Self-care pioneer, Jennifer Louden, calls the baby steps we need to regularly take to be healthy and happy the minimum requirements for self-care.[1]

Although all humans need certain basic things—sleep, food, movement, water, air—different people have slightly different needs, and what you need may change over time. For example, getting enough sleep is a minimum requirement for everyone, but how much sleep you need may be different from how much I need or how much you needed ten years ago.

I invite you to identify your minimum requirements for self-care now.

Grab a pen and a piece of paper. Get settled. Then write what comes up in response to the following questions:

  1. How much sleep do you need? Some people need seven hours. Others need nine. Most are somewhere in between.

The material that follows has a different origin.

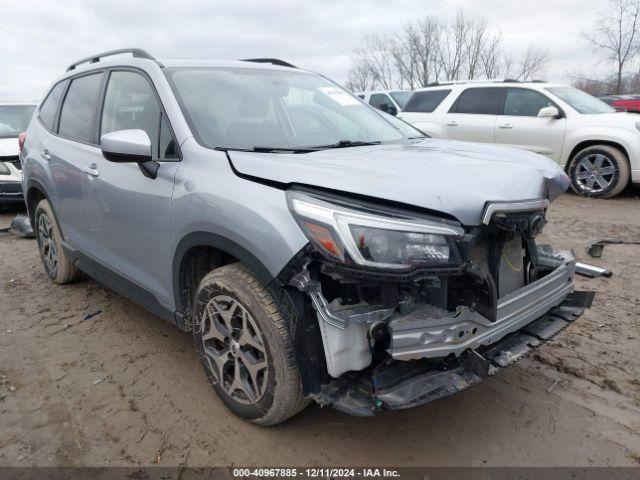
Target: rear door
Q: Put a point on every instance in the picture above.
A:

If you’re not getting enough sleep, it will be hard to change any other aspect of your life. Sleep is so important that I’d say it may be more important than anything else in this book. If you’re not sleeping well, please make improving your sleep the top priority.

  1. How much exercise do you need to have enough energy? Some people don’t need very much for their mental health (though their bodies still need it). Others need to exercise every day.
  2. What do you need to eat to have enough energy?
  3. How much water do you need to drink to have enough energy?
  4. What other self-care practices do you rely on to nourish yourself and replenish your energy? This may include spending time in nature, journaling, singing, dancing, martial arts, laughing, walking, breathing, settling your body, taking naps, eating slow meals, talking with friends, meditating, praying, cuddling with your children or pets, connecting with loved ones, or anything else that nurtures you.
  5. What are your minimum requirements for self-care? Daily? Weekly?
  6. Make a commitment to experimenting with one small self-care practice for the next month.

For example, your minimum self-care commitment might sound like:

I commit to…

  1. Stretching for one minute three times throughout the day.
  2. Packing a healthy lunch every night that I can easily grab when I’m hungry at work.
  3. Going to bed at a time that allows me to get enough sleep.

If you’re not yet quite clear about what your body needs, keep paying attention. Take notes about your energy as you go throughout your days. The more you pay attention, the more you will understand your needs and the easier it will be to meet them.

[1] Jennifer Louden, The Woman’s Comfort Book: A Self-Nurturing Guide for Restoring Balance in Your Life. (San Francisco, CA: HarperOne, 2005.)